Embry-Riddle Aeronautical University Asia
- Motto: "Expanding a tradition of excellence."
- Established: 2011
- Parent institution: Embry-Riddle Aeronautical University
- Vice-Chancellor: Matthew Flaherty
- Students: approximately 400 (as of 2015)
- Location: 70 Seletar Aerospace View, Singapore
- Website: asia.erau.edu

= Embry-Riddle Aeronautical University Asia =

Private university in Singapore

ERAU Asia is a private university in Singapore, and is a branch of Embry-Riddle Aeronautical University, based in the United States.

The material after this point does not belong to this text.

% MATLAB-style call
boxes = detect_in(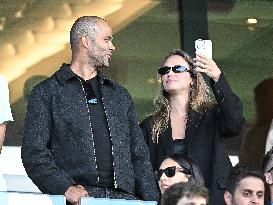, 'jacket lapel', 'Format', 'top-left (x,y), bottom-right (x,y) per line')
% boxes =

Embry-Riddle Asia's main office building is located at 75 Bukit Timah Road, while classes are offered at ERC Institute at 229 Mountbatten Road, #01-30, Mountbatten Square, Singapore 398007.

== Programs offered ==

Currently, ERAU Asia offers undergraduate degree, graduate degree, and online degree programs. These can be done either in a full-time delivery or a part-time delivery. Most students are enrolled into the undergraduate degree programs; Bachelor of Science in Aeronautics and Bachelor of Science in Aviation Business Administration. ERAU Asia is fully owned by Embry-Riddle Aeronautical University and all courses are provided by the university. Embry-Riddle Asia provides the same American style education they offer in the United States in Singapore. Most of the faculty are brought in from the United States to teach in Singapore.